Richard R H Lovell AO

Citation for the award of the 1982 Sir William Upjohn Medal

In 1955 Richard Lovell arrived in Melbourne to take up the University of Melbourne Foundation James Stewart Chair of Medicine, based at the Royal Melbourne and Alfred Hospitals. A graduate of London University, he trained at St Mary’s Hospital in London where under George Pickering, head of the Professorial Medical Unit, he developed an interest in epidemiology which formed a fundamental platform for his research. At St Mary’s he also met Charles McMoran Wilson, later Lord Moran, whose biography, Churchill’s doctor he was to write in retirement.

The James Stewart Chair of Medicine was created with the introduction of university departments in the hospitals – a major change for the senior hospital staff. Richard Lovell created a culture of basing clinical practice on evidence and established one of the best academic medical units in the country making a considerable contribution to the advancement of Australian medicine.

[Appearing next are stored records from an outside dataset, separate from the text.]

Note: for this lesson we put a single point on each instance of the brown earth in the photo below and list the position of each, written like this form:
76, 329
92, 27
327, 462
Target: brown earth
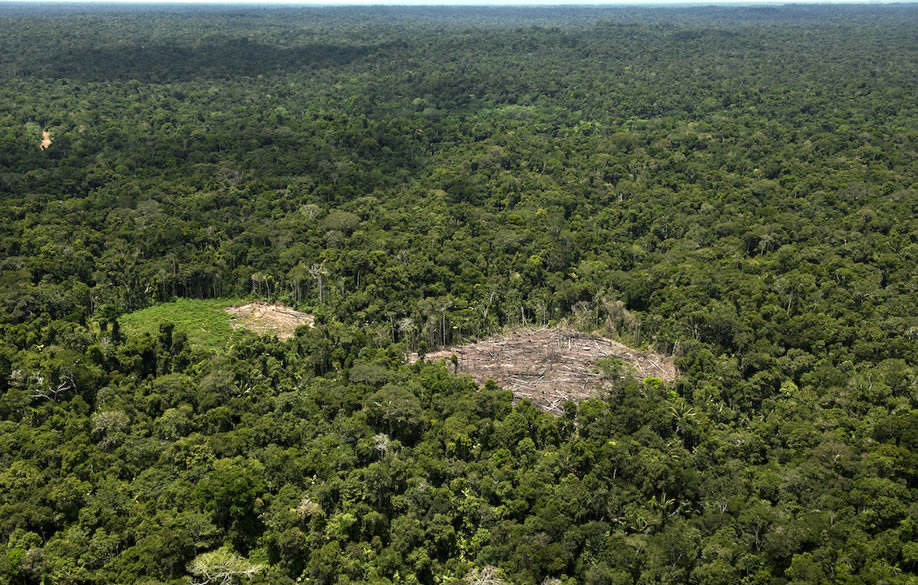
549, 366
265, 319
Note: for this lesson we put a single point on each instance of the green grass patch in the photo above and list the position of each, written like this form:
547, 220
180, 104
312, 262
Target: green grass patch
204, 321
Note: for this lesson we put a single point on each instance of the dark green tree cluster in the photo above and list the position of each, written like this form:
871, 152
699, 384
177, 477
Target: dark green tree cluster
735, 186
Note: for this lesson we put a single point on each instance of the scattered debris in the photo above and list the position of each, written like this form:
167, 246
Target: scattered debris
265, 319
549, 366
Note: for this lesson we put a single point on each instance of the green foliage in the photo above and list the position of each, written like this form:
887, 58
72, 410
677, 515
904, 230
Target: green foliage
735, 186
202, 321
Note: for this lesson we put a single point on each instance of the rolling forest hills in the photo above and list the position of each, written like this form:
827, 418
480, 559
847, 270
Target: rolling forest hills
736, 187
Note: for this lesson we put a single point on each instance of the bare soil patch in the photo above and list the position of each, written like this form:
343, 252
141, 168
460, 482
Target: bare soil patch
549, 366
265, 319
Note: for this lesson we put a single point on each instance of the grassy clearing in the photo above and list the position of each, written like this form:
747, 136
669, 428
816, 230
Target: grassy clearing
204, 321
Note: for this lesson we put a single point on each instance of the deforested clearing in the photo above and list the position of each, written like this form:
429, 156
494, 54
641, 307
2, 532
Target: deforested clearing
549, 366
269, 319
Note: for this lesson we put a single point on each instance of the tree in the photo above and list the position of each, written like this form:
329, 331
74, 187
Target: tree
222, 567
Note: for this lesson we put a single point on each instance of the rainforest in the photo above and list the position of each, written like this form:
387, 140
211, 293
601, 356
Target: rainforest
527, 296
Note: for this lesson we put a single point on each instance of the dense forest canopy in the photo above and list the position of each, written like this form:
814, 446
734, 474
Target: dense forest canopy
734, 186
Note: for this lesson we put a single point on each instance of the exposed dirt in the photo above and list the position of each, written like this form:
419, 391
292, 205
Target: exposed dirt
549, 366
265, 319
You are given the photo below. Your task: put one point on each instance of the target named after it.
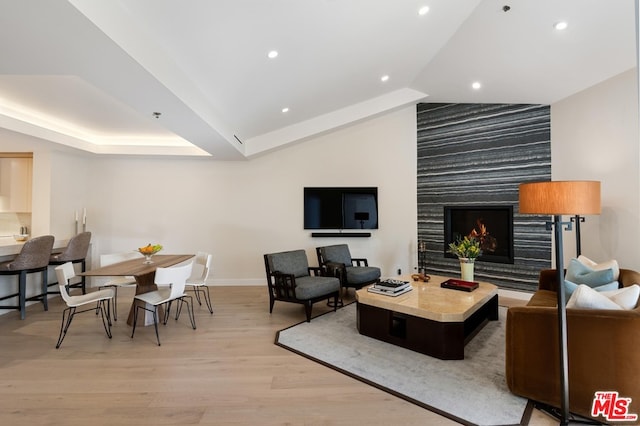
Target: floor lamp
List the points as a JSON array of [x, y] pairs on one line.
[[559, 198]]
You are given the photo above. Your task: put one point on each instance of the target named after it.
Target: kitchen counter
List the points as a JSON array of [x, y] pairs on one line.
[[11, 247]]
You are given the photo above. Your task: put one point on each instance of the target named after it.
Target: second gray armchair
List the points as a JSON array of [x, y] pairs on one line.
[[352, 272]]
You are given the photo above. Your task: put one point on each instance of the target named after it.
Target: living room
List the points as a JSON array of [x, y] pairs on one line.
[[239, 210]]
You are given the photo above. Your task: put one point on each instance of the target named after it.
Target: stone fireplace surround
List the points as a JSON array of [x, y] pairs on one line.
[[478, 154]]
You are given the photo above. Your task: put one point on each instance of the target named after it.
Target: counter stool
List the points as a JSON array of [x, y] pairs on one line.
[[34, 257], [75, 252]]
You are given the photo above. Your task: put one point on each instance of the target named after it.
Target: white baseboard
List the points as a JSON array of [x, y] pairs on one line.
[[514, 294]]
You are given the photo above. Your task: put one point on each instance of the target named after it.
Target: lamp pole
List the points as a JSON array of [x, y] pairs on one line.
[[562, 322]]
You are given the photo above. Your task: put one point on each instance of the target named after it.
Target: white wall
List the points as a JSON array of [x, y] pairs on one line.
[[594, 136], [241, 210]]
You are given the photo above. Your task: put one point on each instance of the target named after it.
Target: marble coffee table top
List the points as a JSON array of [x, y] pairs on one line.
[[430, 301]]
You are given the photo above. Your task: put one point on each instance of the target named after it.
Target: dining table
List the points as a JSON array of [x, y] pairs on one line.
[[144, 273]]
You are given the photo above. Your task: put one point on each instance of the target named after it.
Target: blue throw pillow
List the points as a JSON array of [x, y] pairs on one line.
[[580, 273], [570, 287]]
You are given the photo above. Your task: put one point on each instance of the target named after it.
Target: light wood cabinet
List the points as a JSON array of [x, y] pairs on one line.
[[15, 184]]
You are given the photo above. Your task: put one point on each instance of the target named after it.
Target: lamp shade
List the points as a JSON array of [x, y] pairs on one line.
[[560, 197]]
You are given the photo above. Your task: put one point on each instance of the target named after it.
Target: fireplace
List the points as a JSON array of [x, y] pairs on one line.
[[491, 225]]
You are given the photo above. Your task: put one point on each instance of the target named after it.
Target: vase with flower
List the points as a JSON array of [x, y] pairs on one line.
[[467, 250]]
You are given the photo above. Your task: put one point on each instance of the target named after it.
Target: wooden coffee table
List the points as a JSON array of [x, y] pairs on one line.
[[429, 319]]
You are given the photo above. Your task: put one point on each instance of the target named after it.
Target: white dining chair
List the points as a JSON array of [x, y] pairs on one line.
[[65, 273], [116, 282], [171, 285], [197, 282]]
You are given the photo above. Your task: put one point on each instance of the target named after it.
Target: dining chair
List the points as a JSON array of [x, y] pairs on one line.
[[171, 282], [75, 252], [33, 257], [116, 282], [97, 299], [197, 282]]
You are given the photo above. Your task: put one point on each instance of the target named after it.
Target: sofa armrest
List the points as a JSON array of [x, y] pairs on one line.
[[628, 277], [600, 354]]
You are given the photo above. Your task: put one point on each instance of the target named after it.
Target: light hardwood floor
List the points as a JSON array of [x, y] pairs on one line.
[[226, 372]]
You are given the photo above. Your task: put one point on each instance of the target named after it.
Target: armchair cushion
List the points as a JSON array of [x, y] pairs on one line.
[[310, 287], [610, 264], [570, 287], [290, 262], [579, 273], [599, 338], [584, 297], [362, 274]]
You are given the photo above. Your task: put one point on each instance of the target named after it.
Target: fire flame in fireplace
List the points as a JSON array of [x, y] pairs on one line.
[[488, 243]]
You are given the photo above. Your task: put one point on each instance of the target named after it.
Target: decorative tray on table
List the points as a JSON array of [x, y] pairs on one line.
[[461, 285]]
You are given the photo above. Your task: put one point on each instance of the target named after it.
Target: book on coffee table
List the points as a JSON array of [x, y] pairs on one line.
[[392, 293], [456, 284], [391, 283], [391, 286]]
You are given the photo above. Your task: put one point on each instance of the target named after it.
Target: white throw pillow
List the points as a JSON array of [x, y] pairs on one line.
[[584, 297], [613, 264], [626, 297]]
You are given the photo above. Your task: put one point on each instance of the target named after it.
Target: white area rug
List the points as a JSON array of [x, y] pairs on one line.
[[472, 391]]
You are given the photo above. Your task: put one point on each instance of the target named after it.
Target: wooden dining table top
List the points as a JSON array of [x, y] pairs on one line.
[[137, 267]]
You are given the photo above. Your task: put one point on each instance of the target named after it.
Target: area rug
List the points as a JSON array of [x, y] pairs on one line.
[[472, 391]]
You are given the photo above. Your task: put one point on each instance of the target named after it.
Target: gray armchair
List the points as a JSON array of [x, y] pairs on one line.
[[352, 272], [75, 252], [290, 279], [34, 257]]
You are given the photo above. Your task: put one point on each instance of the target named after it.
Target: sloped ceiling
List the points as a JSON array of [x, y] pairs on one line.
[[93, 74]]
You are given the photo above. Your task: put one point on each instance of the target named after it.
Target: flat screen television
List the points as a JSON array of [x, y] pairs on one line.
[[341, 208]]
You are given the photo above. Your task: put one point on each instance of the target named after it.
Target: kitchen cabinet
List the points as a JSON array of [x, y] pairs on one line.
[[15, 184]]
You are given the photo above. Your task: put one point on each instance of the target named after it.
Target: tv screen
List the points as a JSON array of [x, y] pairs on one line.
[[341, 208]]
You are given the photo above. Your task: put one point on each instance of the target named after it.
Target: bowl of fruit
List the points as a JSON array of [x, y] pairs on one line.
[[149, 250]]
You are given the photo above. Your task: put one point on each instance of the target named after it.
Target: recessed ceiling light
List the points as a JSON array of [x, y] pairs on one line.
[[562, 25]]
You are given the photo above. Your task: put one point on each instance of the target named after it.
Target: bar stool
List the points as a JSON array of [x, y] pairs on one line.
[[34, 257], [75, 252]]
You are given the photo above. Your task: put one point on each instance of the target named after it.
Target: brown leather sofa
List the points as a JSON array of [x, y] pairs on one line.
[[603, 349]]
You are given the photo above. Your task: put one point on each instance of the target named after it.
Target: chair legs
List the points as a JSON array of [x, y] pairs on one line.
[[70, 312], [115, 300], [166, 314], [205, 294]]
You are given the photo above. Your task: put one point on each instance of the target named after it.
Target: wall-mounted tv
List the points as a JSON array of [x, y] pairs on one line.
[[341, 208]]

Recognising the value of cadaveric renal transplantation in the treatment of end-stage renal failure, he collaborated with Maurice Ewing, Foundation James Stewart Professor of Surgery, and Priscilla Kincaid-Smith on the successful introduction of kidney transplants into routine medical practice in Australia. He also made significant research advances into high blood pressure and optimal treatment of heart attack. He played the major role in organising the Australian Hypertension Study, an early prototype multicentre study showing the efficacy of hypotensive therapy in reducing risk of stroke, combining the results of several medical studies to determine the effectiveness of anticoagulant therapy and antiarrhythmic therapy in preventing death following myocardial infarction: a technique now known as meta-analysis. He was appointed an Officer of the Order of Australia in 1978.

Upon his retirement from the University in 1983 Dick Lovell continued to contribute to medical research.  He worked part-time as epidemiologist and administrator with the Anti-Cancer Council of Victoria, and brought his deep interest in medical ethics, particularly as they applied to research, to the role of inaugural Chair of the Medical Research Ethics Committee of the National Health and Medical Research Council from 1982-88. As part-time Convener of Continuing Education for the Faculty of Medicine at the University of Melbourne, he also introduced an annual series of medical ethics seminars at the University, facilitating broad public discussion of issues facing the Medical Research Ethics Committee.